Относительно практики так называемого «допроса» как проверки членов общины ввиду их способности к евхаристии и того, что Лютер написал в 1533 г. жителям Франкфурта: «Мы не хотим делать из Церкви Христа свинарник, и каждого не прошедшего проверку допускать к таинству как свиней к корыту», то здесь необходимо смотреть на исторический контекст происходящего, поскольку далеко не все верно понимали теологические идеи Лютера, а также «христианскую свободу» и прочее, о чём он учил. Что же касается «корыта для свиней» или кормушки, то в Евангелии от Луки Иисус, как известно, ещё младенцем лежит в яслях для скота, в общем-то, символизируя собой пищу для него. Здесь стоит упомянуть Псалом 21, а также вспомним, что написано у Иоанна в гл.6: «51. Я хлеб живый, сшедший с небес; ядущий хлеб сей будет жить вовек; хлеб же, который я дам, есть Плоть Моя, которую я отдам за жизнь мира. […] 54. Ядущий Мою Плоть и пиющий Мою Кровь имеет жизнь вечную, и я воскрешу его в последний день. 55. Ибо Плоть Моя истинно есть пища, и Кровь Моя истинно есть питие». Конечно, тут можно вспомнить и другие слова, написанные у Матфея: «6 Не давайте святыни псам и не бросайте жемчуга вашего перед свиньями, чтобы они не попрали его ногами своими и, обратившись, не растерзали вас», впрочем, эти слова Матфея здесь вырваны из контекста, ибо, далее в гл. 15 Иисус хвалит Хананеянку и приводит в пример её веру, когда та говорит: «и псы едят крохи, которые падают со стола господ их». Так что, я бы был крайне аккуратен в оценке и обсуждении, связанными с практикой введённой в своё время Лютером и смыслом его письма жителям Франкфурта.

Интересно было узнать о том, что «с конца 18 в. все большее значение приобретает совершенно новая практико-теологическая дисциплина – «Пасторская медицина» соотв. «Пасторская психиатрия» или также «Пасторская антропология»».

Очень важно и то обстоятельство, что для «Шлейермахера сохранение и поддержание свободы члена общины является т. о. наивысшей основой наставнического учения. […] Ни в коем случае душепопечительство не должно приводить к зависимости или к духовной опеке». Такой подход вполне укладывается в концепцию учения Лютера и устраняет, или максимально минимизирует возможность появления «младостарчества», «гуруизма» и проч. (Об этом, собственно, автор пишет и позже, говоря о том, что: «существует опасность того, что наставник свои собственные, зачастую глубоко внутренние нормы делает мерой всех вещей. В наставленическую компетенцию, именно в этических вопросах входит способность к самодистанцированию»).

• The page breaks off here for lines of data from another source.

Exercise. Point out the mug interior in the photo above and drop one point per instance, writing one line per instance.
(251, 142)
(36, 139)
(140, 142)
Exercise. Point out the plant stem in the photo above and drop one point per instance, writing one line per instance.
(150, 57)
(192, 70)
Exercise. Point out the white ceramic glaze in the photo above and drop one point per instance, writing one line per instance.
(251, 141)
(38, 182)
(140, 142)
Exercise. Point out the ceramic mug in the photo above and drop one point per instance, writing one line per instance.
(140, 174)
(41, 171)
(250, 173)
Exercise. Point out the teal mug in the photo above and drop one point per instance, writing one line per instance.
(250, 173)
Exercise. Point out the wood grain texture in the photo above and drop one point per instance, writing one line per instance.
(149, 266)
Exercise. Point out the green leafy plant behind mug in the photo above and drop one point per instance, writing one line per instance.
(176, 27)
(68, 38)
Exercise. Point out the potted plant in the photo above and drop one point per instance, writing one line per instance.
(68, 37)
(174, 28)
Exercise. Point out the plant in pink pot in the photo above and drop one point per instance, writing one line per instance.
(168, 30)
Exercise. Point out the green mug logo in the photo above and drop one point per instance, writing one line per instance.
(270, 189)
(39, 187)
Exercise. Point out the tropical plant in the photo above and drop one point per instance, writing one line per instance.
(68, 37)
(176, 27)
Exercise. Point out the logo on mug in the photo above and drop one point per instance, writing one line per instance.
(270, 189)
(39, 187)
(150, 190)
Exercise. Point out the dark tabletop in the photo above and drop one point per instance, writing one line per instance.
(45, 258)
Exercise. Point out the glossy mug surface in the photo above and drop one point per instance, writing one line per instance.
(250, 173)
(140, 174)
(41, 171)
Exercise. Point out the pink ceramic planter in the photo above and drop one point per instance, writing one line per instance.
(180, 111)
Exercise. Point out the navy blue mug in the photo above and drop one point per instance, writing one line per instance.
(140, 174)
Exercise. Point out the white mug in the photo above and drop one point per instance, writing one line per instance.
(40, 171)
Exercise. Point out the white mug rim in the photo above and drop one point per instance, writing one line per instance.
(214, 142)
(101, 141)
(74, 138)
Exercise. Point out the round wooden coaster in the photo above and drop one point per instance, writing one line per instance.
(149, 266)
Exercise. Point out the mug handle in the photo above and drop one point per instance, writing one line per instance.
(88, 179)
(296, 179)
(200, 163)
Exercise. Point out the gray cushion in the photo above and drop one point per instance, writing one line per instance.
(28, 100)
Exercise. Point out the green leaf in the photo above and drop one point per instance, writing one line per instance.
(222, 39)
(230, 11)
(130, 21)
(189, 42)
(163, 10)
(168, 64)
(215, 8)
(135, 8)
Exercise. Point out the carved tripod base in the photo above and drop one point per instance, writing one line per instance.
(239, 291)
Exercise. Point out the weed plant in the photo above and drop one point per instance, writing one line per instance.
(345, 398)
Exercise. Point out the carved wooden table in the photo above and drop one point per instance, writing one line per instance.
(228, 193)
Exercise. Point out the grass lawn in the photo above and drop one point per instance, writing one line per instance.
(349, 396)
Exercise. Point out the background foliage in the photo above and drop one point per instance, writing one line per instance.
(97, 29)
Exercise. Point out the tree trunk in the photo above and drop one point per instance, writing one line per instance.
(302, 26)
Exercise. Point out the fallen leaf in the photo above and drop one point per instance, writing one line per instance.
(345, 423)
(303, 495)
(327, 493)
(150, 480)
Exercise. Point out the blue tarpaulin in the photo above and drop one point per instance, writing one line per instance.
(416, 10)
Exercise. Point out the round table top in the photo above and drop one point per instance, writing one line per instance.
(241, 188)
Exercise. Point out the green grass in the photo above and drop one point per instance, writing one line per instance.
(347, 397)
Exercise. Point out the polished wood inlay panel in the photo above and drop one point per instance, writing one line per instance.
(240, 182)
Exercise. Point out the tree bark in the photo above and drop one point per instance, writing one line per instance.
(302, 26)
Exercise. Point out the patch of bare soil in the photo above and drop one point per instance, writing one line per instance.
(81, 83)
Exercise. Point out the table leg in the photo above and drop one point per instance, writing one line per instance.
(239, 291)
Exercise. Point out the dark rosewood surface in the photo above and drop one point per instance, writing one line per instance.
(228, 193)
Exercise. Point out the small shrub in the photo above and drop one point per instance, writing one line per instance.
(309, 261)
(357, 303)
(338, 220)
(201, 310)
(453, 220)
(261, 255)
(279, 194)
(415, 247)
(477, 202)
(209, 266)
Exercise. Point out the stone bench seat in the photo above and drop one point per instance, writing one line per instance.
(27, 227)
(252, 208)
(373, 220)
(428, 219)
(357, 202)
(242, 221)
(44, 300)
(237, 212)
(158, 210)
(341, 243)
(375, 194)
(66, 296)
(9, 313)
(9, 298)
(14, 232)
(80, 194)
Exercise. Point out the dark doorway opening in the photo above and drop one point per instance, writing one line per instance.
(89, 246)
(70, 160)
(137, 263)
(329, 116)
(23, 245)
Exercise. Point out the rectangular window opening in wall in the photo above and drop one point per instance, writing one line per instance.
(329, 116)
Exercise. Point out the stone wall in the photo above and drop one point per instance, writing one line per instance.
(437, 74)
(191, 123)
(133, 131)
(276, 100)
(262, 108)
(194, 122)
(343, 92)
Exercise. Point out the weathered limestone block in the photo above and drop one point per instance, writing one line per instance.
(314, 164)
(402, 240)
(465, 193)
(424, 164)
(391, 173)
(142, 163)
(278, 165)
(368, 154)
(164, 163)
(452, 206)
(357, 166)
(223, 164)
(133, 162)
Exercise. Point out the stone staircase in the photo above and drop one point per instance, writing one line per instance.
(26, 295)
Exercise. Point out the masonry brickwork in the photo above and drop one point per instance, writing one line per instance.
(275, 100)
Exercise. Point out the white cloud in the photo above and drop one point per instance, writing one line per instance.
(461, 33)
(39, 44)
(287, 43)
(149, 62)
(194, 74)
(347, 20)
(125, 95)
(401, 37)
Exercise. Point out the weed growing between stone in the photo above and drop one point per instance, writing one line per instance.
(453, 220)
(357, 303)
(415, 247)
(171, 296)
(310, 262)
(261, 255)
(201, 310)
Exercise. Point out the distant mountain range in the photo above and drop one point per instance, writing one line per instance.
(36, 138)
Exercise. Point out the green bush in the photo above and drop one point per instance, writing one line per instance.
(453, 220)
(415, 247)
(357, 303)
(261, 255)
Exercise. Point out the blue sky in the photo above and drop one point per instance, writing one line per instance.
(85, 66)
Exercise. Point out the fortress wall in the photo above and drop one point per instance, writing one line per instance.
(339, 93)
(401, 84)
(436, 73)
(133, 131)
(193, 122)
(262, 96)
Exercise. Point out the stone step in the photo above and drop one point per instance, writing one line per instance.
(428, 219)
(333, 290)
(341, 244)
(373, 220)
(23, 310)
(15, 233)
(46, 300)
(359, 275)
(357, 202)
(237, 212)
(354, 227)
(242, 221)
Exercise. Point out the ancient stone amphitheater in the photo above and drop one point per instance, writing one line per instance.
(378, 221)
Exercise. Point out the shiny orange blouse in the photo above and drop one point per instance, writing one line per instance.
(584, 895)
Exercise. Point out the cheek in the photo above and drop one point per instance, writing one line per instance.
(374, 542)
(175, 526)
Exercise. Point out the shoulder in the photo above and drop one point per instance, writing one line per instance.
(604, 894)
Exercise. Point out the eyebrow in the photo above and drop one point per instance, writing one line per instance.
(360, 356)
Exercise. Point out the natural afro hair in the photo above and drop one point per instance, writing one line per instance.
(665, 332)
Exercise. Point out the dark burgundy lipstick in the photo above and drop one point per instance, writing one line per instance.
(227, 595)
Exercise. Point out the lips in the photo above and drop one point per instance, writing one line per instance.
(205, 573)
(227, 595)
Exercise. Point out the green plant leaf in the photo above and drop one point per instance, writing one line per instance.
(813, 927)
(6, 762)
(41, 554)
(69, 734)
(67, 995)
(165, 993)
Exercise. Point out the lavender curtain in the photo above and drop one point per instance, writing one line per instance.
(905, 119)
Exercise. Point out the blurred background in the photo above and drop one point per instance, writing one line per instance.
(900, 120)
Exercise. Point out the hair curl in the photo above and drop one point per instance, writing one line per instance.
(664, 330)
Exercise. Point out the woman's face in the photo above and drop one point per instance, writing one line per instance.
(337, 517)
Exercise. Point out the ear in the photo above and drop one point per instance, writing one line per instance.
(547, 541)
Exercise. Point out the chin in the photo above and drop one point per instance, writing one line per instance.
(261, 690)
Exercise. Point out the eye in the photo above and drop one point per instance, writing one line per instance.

Понравилась мысль о том, что «Божественная встреча помогает преодолеть нарцисские фантазии собственного всесилия также как и мазохистское сомнение в самом себе. Через Евангелие человек познает себя как нечто среднее. «Человек не должен верить ни в то, что он подобен зверю, ни в то, что он подобен Ангелам»».

Хотя рассуждения о свободе всегда очень сложны, особенно, если её рассматривать с т.з. Лютера, тем не менее мне понравилось как составлен раздел «4.2 Наставление как процесс освобождения (эмансипаторский аспект)». Прежде всего, это касается тех сфер, которые рассматриваются в описании «наставленической работы по освобождению». Да и вообще, радует то, что автор не боится говорить о зачастую табуируемых в христианской среде проблемах, например, проблеме гендера, сексуальной ориентации, врачебной практики (ЭКО, эвтаназия) и т.д. С другой стороны, не совсем ясно отношение автора к «Теологии Освобождения» (в её политическом, революционном аспекте), которая, на мой взгляд, не соответствует духу лютеранства.

Довольно-таки неожиданно и интригующе прозвучали для меня слова о том, что «либертинизм по существу является только лишь обратным вариантом морализма». Это интересно и поэтому об этом стоит поразмыслить более основательно.

Не понравилось (буквально «притянутое за уши») толкование автором эпизода о так называемом богатом юноше (Мф 19,16-26).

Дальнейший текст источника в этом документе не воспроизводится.